Россия и русские в мировой истории - Наталия Нарочницкая
Шрифт:
Интервал:
Закладка:
«Великобритания, единственная страна, находившаяся в наилучшей ситуации, чтобы остановить цепь надвигающихся событий, колебалась, — признает Г. Киссинджер. — У нее практически не было интересов, связанных с Балканским кризисом, хотя она и была всерьез заинтересована в сохранении тройственного согласия. Боясь войны как таковой, она еще в большей степени опасалась германского триумфа. Если бы Великобритания ясно и недвусмысленно объявила о своих намерениях и дала бы Германии понять, что вступит во всеобщую войну, кайзер, возможно, и уклонился бы от конфронтации»[272]. Сазонов не без оснований подытоживал: «Если бы в 1914 году сэр Эдуард Грей, как я настоятельно просил его об этом, своевременно и недвусмысленно заявил бы о солидарности Великобритании с Францией и Россией, он, возможно, спас бы человечество от этого ужасающего катаклизма».

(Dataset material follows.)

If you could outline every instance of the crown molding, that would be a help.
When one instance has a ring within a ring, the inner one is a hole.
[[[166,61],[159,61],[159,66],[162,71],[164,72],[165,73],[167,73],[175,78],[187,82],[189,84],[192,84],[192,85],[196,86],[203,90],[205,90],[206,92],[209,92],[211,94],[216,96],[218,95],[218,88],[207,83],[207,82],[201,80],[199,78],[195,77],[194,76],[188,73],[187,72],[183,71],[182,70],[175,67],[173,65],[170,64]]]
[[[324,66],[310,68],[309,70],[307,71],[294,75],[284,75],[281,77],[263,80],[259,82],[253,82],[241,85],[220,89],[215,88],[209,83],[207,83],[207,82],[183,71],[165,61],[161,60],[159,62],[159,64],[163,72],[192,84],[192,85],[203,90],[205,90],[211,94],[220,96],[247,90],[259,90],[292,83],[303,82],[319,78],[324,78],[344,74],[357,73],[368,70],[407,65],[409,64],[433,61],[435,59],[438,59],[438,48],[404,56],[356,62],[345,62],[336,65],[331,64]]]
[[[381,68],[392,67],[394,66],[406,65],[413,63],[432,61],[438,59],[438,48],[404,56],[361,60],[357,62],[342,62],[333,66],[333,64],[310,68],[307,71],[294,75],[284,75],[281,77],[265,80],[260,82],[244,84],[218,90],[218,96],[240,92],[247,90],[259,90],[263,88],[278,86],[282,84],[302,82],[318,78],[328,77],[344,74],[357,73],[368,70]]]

Все подводит к заключению, что война была на руку Англии, у которой поначалу был шанс остаться в стороне и вступить в нее только для того, чтобы не допустить однозначной победы и усиления либо России, либо Германии, что в точности повторили США в ходе Второй мировой войны. Действительно, Германия была в полной уверенности, что Англия воздержится от объявления войны, и привела в действие план по нападению на Бельгию, рассчитывая захватить устья Шельды. Но это и спутало все ее планы, так как затронуло жизненный нерв Англии, которая именно этим шагом и была вовлечена в войну, хотя сначала заняла выжидательную позицию. Германия была в шоке, но в России понимали, что именно с нападением Германии на Бельгию участие Англии было обеспечено: «Не достигнув объявления лондонским кабинетом своей солидарности с нами, мы могли только радоваться, что сама Германия вынудила его вступить в ряды своих противников и таким образом добилась того, к чему мы тщетно стремились»[273].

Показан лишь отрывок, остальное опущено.